Eram muitas as nossas expectativas antes de chegar em Bali. Se pudéssemos escolher apenas uma adjetivo,
seria exótica. Mas também poderia ser única, e certamente inesquecível. Seja
qual for a sua expectativa, não há como não se surpreender com o que você vai
ver. O contato com o mundo dos deuses hindus começa já no desembarque!
Bali não é um país, já que pertence à Indonésia, mas é um
local com identidade e cultura tão fortes e diferentes do restante das ilhas
vizinhas que bem poderia ser independente. A começar pela religião: Bali é um
nirvana hindu em meio à um universo mulçumano.

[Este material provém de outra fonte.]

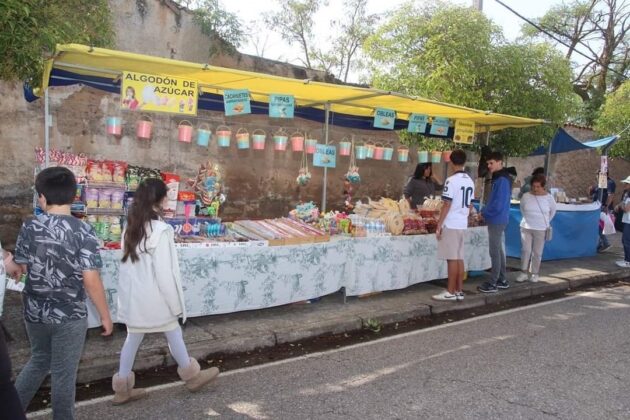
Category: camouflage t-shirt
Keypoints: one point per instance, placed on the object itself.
(56, 249)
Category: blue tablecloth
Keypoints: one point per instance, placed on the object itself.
(575, 232)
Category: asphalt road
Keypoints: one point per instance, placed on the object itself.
(567, 359)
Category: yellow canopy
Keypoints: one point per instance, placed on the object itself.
(343, 99)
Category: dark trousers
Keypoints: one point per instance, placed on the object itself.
(625, 240)
(9, 400)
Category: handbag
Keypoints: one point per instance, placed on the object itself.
(549, 229)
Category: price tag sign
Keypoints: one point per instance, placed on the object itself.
(325, 156)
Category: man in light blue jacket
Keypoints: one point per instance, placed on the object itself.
(496, 214)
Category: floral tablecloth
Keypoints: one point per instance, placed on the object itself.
(223, 280)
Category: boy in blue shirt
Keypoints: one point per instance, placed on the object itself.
(496, 214)
(60, 255)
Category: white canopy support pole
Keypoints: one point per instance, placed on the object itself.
(47, 125)
(326, 132)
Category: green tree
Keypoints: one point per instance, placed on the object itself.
(32, 28)
(614, 118)
(455, 54)
(596, 38)
(294, 21)
(216, 21)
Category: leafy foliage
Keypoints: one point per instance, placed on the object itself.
(615, 118)
(32, 28)
(215, 21)
(455, 54)
(596, 34)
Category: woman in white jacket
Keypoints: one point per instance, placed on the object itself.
(538, 209)
(150, 297)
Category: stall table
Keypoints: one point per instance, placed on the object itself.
(575, 232)
(230, 279)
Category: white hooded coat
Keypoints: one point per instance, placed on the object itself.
(150, 295)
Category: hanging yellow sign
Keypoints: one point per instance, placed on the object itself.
(464, 132)
(152, 93)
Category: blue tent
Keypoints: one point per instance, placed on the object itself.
(562, 142)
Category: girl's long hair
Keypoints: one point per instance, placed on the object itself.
(146, 206)
(419, 173)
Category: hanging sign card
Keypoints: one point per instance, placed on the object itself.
(325, 156)
(281, 106)
(236, 102)
(148, 92)
(439, 126)
(417, 123)
(384, 118)
(464, 132)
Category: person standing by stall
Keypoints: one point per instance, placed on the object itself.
(538, 209)
(61, 258)
(150, 295)
(421, 185)
(606, 195)
(625, 238)
(459, 190)
(496, 214)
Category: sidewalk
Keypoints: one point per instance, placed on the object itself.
(245, 331)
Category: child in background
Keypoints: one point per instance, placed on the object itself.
(150, 296)
(459, 190)
(60, 255)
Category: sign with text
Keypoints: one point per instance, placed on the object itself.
(418, 123)
(281, 106)
(152, 93)
(439, 126)
(236, 102)
(464, 132)
(384, 118)
(325, 156)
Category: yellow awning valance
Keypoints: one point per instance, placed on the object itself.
(344, 99)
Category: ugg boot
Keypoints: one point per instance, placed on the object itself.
(194, 377)
(123, 388)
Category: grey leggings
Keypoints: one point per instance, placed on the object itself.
(55, 348)
(532, 245)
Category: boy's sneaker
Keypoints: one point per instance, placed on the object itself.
(604, 248)
(445, 296)
(522, 277)
(487, 287)
(503, 284)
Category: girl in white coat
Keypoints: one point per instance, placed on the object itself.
(150, 297)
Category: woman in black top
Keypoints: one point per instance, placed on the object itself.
(421, 185)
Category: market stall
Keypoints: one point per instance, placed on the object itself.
(575, 232)
(252, 264)
(224, 279)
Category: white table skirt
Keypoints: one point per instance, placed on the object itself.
(224, 280)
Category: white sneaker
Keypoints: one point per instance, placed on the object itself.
(522, 277)
(446, 296)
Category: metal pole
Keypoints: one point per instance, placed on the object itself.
(46, 127)
(326, 132)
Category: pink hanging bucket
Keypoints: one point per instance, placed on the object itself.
(378, 152)
(311, 146)
(114, 126)
(258, 139)
(344, 148)
(144, 128)
(184, 131)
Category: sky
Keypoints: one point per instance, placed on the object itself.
(273, 47)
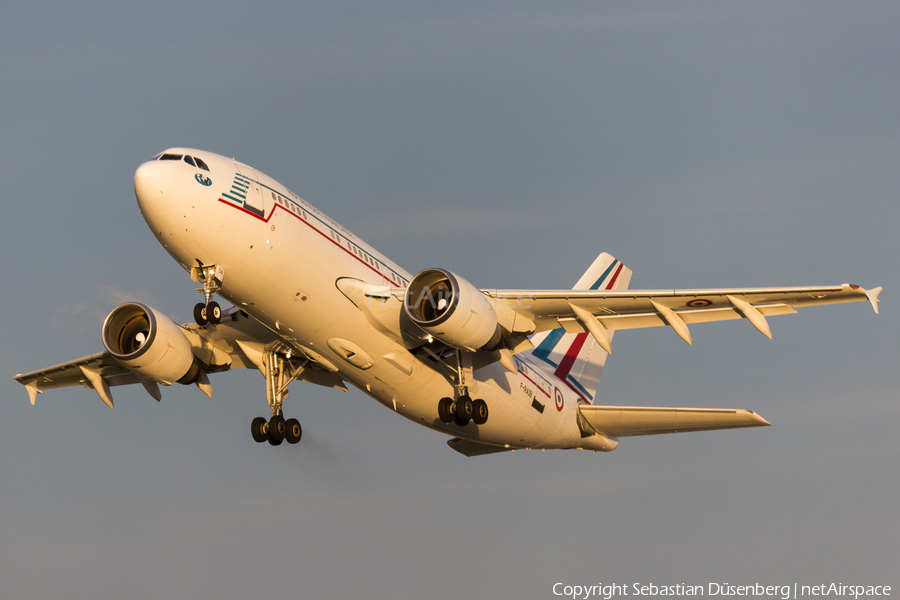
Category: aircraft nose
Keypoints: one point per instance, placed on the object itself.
(147, 184)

Dizem que a qualidade da sua experiência em Bali depende
fundamentalmente do local escolhido para ficar. Por isso fugimos da caótica
capital e escolhemos os arrozais do coração cultural da ilha: a charmosa vila
de Ubud. Ficamos hospedados numa casa que mais parecia uma mansão de cinema de
tão grande! Caberia com folga os meus tios e tias. Quem sabe da próxima vez?
Nunca fomos tratados com tanta simpatia. Toda a equipe de funcionários não se
cansava de perguntar como estávamos, sempre com um sorriso no rosto. Na primeira noite não poderíamos perder uma performance de dança típica balinesa.

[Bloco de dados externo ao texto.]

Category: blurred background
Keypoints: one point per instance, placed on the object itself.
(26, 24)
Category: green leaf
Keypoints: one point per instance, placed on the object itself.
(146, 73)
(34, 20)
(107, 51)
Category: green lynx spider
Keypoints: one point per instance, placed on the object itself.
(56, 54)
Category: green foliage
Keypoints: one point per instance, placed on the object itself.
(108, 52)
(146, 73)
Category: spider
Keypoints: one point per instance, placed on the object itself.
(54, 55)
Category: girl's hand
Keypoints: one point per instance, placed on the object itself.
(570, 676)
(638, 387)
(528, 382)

Não dava vontade de sair da Villa Aghung, mas tínhamos que
conhecer o restante da ilha. Então vai a segunda regra da visita à Bali:
lembre-se que a ilha é parada. Não há mobilidade urbana. Leva-se cerca de 1
hora para percorrer 20km, tamanha a bagunça do trânsito e a quantidade de
motocicletas. Todos por aqui a tem, e no interior é comum ver crianças de 10
anos pilotando! Bicicletas, apenas para os turistas.

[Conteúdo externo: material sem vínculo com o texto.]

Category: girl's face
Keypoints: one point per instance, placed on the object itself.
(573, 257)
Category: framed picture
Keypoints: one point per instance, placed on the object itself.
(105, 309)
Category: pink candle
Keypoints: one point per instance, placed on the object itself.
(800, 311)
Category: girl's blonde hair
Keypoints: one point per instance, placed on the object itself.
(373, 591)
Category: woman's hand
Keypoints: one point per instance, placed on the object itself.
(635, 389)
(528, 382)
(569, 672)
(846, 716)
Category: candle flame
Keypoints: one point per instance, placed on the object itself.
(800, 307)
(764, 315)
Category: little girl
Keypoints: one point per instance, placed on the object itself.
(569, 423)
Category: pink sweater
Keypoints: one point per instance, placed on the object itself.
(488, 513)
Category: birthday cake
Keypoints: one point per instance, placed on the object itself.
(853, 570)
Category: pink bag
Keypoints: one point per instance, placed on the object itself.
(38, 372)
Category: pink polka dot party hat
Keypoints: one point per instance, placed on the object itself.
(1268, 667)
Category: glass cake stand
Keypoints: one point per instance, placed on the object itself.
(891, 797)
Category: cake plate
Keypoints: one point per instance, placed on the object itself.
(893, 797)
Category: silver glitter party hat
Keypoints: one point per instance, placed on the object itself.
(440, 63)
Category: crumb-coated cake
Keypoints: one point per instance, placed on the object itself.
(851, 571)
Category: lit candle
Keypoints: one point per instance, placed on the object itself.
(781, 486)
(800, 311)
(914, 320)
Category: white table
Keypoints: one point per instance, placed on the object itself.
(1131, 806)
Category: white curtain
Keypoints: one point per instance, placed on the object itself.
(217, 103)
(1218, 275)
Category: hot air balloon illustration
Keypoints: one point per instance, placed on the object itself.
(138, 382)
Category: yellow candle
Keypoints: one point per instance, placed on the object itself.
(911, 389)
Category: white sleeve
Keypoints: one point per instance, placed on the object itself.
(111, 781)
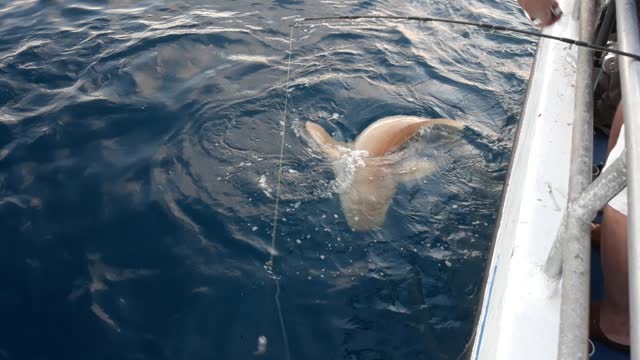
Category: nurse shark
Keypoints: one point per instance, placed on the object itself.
(366, 197)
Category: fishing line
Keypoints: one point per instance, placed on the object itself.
(285, 338)
(300, 22)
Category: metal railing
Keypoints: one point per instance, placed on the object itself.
(629, 39)
(570, 253)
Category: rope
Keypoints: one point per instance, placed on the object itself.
(468, 23)
(274, 236)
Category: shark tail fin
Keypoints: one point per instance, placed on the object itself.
(327, 143)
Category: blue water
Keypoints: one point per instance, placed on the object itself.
(139, 144)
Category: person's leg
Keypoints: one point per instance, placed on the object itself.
(616, 125)
(614, 310)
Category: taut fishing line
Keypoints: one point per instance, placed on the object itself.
(309, 21)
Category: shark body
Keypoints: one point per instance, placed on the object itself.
(366, 198)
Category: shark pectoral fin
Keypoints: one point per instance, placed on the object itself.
(415, 170)
(328, 144)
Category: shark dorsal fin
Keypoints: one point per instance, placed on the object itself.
(388, 134)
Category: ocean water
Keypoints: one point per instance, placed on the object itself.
(139, 151)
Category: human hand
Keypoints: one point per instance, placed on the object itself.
(542, 12)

Deixamos o primeiro dia para conhecer as praias, que ficam
ao sul. Bali é conhecida como uma meca para os surfistas. Escolhemos a praia de
Nusa Dua, que ainda permite o banho
já que o mar é bem calmo por aqui. Após papai, mamãe e vovô tomarem a sua Bitang gelada fomos para o templo de Tanah Lot, talvez o mais fotografado da
ilha. É impressionante vê-lo isolado do restante da costa, encravado numa
ilhota de pedra só acessível na maré baixa. Não tão longe fica Seminyak, a parte mais sofisticada do
litoral onde assistimos ao pôr-do-sol tomando drinks no Ku-De-Tá, point do agito balinês. E como eu agitei! Fui para o meio
da pista de dança improvisada no jardim e arrasei!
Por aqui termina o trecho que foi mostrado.